Release: Thus Dreamed Zarathustra

 
Thus Dreamed Zarathustra
Genre: Drama
Director: Florian Henckel von Donnersmarck
Writer: Meirad Tako
Cast: Franz Rogowski, Christoph Waltz, Liv Lisa Fries, Alina Levshin, August Diehl, Meirad Tako (cameo)





Budget: $19,000,000
Domestic Box Office: $14,589,054
Foreign Box Office: $20,000,004
Total Profit: -$3,125,025

Reaction: Thanks to a relatively inexpensive cast and decent word of mouth, this one came closer to turning a profit than many within the studio expected.

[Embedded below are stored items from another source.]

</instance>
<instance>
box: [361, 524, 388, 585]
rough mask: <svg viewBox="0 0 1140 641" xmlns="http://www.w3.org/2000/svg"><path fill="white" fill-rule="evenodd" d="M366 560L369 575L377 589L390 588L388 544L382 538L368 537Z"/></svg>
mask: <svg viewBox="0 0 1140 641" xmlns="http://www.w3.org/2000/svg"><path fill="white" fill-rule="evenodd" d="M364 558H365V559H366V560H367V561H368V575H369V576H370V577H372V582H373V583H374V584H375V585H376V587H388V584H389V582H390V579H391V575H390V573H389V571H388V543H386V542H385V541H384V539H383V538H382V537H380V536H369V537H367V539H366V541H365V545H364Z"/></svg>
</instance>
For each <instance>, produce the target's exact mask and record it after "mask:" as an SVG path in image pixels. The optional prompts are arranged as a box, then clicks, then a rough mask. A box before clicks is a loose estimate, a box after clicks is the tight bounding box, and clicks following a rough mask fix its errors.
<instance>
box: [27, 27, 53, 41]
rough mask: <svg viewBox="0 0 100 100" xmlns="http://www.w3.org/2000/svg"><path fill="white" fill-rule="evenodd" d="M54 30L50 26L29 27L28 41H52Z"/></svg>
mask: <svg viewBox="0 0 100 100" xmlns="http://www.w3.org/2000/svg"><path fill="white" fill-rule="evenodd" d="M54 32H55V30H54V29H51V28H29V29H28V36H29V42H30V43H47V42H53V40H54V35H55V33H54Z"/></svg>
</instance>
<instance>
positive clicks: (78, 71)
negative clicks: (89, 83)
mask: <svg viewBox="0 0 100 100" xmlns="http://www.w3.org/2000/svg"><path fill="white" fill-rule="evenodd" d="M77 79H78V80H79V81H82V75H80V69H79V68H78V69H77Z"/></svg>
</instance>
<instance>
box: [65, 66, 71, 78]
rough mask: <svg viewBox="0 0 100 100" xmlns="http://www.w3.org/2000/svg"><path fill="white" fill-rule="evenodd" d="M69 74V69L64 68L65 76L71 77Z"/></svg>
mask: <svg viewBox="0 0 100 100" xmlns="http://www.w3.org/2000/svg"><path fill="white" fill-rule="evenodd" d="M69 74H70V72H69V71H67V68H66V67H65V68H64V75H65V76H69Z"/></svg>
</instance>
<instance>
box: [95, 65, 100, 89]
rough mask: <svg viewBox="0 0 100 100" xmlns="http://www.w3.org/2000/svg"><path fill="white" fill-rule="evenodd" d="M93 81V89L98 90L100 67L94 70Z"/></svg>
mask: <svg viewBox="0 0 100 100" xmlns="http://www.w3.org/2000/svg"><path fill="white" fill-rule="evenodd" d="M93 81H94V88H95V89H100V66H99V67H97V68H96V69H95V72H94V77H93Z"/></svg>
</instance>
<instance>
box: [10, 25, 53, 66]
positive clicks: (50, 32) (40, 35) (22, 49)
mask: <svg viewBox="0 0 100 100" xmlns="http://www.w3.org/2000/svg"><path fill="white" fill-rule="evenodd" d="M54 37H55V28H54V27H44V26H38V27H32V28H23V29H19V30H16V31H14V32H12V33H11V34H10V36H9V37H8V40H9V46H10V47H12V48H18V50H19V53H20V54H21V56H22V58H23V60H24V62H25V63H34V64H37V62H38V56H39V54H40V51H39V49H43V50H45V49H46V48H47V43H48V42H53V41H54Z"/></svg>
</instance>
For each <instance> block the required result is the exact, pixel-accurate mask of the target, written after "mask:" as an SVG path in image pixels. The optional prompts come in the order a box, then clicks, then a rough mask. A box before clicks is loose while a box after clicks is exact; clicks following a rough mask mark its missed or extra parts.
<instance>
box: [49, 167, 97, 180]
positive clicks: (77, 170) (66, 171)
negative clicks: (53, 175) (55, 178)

"Thus Dreamed Zarathustra is a hypnotic and audacious plunge into mythic biography, less concerned with explaining Nietzsche than with immersing the viewer inside his interior universe. Director Florian Henckel von Donnersmarck and writer Meirad Tako abandon conventional narrative in favor of a fever-dream structure that treats philosophy as lived hallucination. Franz Rogowski is astonishing, embodying Nietzsche not as an intellectual figure but as a raw nerve." - Dave Manning, Ridgefield Press


"A surreal, myth-soaked reimagining of Nietzsche’s life: equal parts nightmare and opera. The imagery is overwhelming at times, but that excess is what makes it so memorable. Ends with a moment of fragile humanity that lingers long after the credits roll. This is something we all know only Meirad Tako could successfully pull off." - Dexter Quinn, Cinematic Observer Newsletter




"Thus Dreamed Zarathustra mistakes sensory overload for insight, burying Nietzsche beneath an avalanche of portentous imagery that ultimately says far less than it thinks it does. Every scene strains for cosmic significance until its symbolism collapses under its own weight. Franz Rogowski commits fully, but no performance can anchor a film that refuses grounding, momentum, or emotional variation. What begins as an intriguing psychological portrait devolves into a three-hour thesis written in fire and fog, more concerned with announcing its importance than earning it. For all its ambition, the film rarely clarifies, deepens, or challenges Nietzsche’s ideas—it simply shouts them, beautifully and exhaustingly, into the void." - Brenton Smalls, Playboy








Rated R for violence, disturbing imagery, and some sexuality.